The optical-scan ballots were printed on legal-sized paper, and were identical to those first used by Everett, Byrne and Greene (2006) (See Figure 2). The ballots were completed prior to the study in pencil, as they would normally be filled out by voters. In order to match the “rejected” status of ballots for VVPAT’s, some ballots were intentionally over-voted to render them invalid.

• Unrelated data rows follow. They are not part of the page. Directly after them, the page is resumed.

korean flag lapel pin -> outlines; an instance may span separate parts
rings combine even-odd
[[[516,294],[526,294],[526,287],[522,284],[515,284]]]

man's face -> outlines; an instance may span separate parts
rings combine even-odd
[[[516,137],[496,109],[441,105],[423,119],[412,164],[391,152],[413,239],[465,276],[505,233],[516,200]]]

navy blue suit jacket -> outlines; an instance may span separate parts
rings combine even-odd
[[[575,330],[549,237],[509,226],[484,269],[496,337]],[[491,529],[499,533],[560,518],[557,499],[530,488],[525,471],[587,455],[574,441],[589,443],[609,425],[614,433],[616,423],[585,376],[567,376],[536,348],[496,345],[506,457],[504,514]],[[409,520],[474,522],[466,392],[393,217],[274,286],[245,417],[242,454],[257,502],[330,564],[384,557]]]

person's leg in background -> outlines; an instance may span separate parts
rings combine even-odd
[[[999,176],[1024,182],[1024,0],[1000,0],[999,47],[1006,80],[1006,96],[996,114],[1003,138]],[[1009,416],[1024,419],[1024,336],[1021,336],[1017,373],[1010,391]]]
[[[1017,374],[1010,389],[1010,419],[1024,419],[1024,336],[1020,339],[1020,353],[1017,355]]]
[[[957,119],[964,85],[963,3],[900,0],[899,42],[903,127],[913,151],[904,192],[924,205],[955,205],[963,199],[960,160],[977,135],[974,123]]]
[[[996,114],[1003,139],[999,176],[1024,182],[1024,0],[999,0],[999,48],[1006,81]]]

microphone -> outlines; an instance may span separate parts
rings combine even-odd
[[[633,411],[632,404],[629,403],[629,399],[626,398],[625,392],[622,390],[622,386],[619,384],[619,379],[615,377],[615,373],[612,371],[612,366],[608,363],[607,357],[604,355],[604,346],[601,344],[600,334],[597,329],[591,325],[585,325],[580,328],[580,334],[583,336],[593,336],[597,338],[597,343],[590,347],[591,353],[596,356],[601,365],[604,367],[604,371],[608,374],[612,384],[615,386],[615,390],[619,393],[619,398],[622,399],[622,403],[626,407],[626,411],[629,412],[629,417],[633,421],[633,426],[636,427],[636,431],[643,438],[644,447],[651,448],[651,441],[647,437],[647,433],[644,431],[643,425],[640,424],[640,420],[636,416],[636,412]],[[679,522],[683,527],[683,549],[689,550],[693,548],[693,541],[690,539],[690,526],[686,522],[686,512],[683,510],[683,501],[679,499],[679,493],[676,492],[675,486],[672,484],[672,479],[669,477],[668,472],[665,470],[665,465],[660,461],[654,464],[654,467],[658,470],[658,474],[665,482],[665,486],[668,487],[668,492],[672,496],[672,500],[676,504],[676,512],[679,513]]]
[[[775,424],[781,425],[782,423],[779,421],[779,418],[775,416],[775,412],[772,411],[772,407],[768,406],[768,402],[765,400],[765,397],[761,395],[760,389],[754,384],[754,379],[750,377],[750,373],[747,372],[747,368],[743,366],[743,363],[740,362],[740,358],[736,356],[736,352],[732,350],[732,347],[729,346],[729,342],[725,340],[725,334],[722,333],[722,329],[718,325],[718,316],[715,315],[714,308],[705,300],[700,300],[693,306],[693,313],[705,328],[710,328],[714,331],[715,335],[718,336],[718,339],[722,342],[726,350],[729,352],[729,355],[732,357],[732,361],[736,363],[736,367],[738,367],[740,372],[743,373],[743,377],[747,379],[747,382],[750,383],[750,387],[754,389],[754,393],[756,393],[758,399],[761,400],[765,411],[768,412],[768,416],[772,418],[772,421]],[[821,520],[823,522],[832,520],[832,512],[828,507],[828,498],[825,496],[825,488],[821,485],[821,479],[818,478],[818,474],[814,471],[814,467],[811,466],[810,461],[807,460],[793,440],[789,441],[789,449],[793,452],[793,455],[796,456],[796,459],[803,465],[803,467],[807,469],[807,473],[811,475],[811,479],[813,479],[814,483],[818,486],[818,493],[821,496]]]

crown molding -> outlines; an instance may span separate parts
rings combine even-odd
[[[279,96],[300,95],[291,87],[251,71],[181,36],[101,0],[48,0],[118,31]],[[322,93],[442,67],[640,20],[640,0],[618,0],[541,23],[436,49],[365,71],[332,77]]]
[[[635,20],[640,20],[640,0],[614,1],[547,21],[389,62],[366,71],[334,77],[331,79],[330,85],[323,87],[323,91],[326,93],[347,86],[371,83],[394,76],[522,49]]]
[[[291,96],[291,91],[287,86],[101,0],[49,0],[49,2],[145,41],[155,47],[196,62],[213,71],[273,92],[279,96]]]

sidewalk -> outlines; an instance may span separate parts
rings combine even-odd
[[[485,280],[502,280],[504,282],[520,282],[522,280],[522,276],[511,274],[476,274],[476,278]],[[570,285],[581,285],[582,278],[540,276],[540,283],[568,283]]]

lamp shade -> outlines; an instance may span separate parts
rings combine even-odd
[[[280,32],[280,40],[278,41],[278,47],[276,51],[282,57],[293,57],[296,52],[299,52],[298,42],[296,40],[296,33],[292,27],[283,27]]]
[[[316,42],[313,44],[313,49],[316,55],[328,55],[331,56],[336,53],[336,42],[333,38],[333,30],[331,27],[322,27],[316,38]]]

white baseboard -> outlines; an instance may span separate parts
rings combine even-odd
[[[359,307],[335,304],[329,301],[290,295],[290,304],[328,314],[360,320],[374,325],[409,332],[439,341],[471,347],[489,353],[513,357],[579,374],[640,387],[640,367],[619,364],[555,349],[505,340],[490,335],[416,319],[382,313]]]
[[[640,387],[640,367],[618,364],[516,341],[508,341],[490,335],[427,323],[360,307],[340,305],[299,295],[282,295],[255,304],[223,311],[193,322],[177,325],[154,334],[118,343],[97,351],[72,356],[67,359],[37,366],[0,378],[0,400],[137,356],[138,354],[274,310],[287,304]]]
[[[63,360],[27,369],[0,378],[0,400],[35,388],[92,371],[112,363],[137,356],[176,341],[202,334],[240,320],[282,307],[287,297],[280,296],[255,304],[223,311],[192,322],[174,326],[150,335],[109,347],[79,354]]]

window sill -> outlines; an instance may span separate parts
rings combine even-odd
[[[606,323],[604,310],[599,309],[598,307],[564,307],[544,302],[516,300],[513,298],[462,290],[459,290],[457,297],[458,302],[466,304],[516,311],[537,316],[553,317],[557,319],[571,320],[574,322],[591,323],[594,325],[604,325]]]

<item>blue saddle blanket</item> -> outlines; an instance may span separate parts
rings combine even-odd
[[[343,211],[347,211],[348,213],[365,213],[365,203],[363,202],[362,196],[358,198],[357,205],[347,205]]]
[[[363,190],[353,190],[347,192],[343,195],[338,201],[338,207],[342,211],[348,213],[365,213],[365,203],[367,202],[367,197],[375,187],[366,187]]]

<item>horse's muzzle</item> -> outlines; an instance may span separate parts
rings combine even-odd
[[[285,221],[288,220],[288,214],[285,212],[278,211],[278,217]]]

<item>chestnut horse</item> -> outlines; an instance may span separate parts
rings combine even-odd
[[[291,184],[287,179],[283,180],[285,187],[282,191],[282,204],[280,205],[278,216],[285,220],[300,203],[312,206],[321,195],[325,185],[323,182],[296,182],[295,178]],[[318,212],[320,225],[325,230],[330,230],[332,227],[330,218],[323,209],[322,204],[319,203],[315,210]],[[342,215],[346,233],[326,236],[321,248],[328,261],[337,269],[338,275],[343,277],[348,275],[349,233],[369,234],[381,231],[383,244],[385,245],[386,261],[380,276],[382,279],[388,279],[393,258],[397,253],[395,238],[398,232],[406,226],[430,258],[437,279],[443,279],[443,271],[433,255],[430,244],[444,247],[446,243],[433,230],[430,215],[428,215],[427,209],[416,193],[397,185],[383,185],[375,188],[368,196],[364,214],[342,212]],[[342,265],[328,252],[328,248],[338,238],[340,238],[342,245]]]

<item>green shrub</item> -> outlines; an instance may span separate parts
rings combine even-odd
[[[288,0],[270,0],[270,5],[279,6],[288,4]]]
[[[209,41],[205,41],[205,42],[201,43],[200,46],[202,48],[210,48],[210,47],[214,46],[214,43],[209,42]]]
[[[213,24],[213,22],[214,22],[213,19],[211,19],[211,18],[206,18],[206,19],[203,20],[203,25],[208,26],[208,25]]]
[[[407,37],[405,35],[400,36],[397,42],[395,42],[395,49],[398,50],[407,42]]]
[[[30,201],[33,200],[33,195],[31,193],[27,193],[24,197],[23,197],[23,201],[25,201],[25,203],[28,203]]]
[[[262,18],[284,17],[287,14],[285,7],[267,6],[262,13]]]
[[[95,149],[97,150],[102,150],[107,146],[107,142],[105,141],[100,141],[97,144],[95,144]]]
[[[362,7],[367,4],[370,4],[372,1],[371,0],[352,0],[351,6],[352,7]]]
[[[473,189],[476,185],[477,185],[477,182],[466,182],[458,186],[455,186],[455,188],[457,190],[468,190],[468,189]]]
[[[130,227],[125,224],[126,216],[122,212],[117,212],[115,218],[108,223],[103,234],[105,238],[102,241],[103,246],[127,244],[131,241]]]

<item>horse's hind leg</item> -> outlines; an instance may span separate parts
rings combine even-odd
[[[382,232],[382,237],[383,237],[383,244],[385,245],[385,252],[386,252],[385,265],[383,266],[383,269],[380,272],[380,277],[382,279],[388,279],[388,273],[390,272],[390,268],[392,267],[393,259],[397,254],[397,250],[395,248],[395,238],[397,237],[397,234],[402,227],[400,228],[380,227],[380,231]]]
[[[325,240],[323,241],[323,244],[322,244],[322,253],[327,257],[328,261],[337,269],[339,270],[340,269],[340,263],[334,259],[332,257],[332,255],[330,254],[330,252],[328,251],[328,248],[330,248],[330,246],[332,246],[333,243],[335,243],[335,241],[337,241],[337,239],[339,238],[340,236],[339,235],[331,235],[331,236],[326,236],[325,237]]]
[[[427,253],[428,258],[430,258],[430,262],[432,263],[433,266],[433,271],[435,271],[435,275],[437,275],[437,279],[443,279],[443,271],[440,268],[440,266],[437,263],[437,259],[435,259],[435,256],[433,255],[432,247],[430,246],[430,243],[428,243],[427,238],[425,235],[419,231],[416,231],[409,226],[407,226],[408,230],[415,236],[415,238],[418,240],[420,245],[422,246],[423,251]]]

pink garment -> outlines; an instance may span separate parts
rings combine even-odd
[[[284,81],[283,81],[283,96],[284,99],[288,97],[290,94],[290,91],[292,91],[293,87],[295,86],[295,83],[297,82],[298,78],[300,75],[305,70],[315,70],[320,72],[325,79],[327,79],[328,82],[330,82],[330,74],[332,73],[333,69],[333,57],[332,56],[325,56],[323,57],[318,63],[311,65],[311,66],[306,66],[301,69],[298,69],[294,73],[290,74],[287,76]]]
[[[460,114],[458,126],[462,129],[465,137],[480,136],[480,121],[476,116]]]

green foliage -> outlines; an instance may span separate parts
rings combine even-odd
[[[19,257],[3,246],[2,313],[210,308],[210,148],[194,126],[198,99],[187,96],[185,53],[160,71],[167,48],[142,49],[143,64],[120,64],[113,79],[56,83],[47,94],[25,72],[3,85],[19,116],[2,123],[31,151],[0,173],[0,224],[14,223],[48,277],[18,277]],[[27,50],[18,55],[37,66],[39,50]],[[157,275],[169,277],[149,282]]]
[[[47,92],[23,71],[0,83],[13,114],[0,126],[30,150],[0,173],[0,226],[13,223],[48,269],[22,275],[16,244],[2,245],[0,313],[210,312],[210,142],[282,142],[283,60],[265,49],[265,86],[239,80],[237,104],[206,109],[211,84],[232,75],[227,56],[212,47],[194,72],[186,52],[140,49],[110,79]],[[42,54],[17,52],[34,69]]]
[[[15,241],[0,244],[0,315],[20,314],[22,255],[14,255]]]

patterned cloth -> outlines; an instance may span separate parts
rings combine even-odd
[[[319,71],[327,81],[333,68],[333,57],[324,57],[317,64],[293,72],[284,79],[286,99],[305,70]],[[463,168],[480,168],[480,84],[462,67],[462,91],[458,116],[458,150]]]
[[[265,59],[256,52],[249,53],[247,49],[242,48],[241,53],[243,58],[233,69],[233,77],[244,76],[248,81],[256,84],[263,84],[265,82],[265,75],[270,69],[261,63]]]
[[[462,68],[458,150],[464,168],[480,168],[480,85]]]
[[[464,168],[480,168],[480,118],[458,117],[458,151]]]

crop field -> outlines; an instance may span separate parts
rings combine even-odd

Figure 1. Partial VVPAT ballot

Figure 2. Partial optical scan ballot

The video ballots were created using the Prime III system (Cross, et. al., 2007; McMillian, et. al., 2007). The Prime III system uses video surveillance to monitor the voting machines. The voter can review the video screen capture of their own voting process to verify accuracy. This produces a voter-verified video audit trail (VVVAT). During a recount or audit, the video and audio ballots are played back on a video player. The review screen was designed with a yellow background to contrast against the other video frames that contain a neutral background. The yellow background enables the auditor to easily find the ballot frames. In the lower right hand corner of the video ballot, the video player places a number that represents the ballots in sequence from 1 to N, where N is the total number of ballots on the video. Also notice that the video text on the video ballot alternates in color from black to blue. This color scheme was implemented to make the ballots easier to read. The video player is currently under development; therefore, the video player was simulated using Microsoft Powerpoint. An image of the ballot was captured from the video with its corresponding audio to produce a video ballot (See Figure 3). The audio read the ballot. The study participants would simply advance the images using Powerpoint to hear the ballot and conduct the audit. Each slide was a ballot with audio.

Figure 3. Video Ballot

Procedures

Participants completed both a short demographic survey before beginning the counting procedure, and a longer, detailed questionnaire about the counting procedure after completing the counting tasks. Participants were given detailed written instructions for the counting procedure, including visual diagrams of important aspects of the ballot to examine. The instructions, although concise, provided a step-by-step procedure for counting the ballots.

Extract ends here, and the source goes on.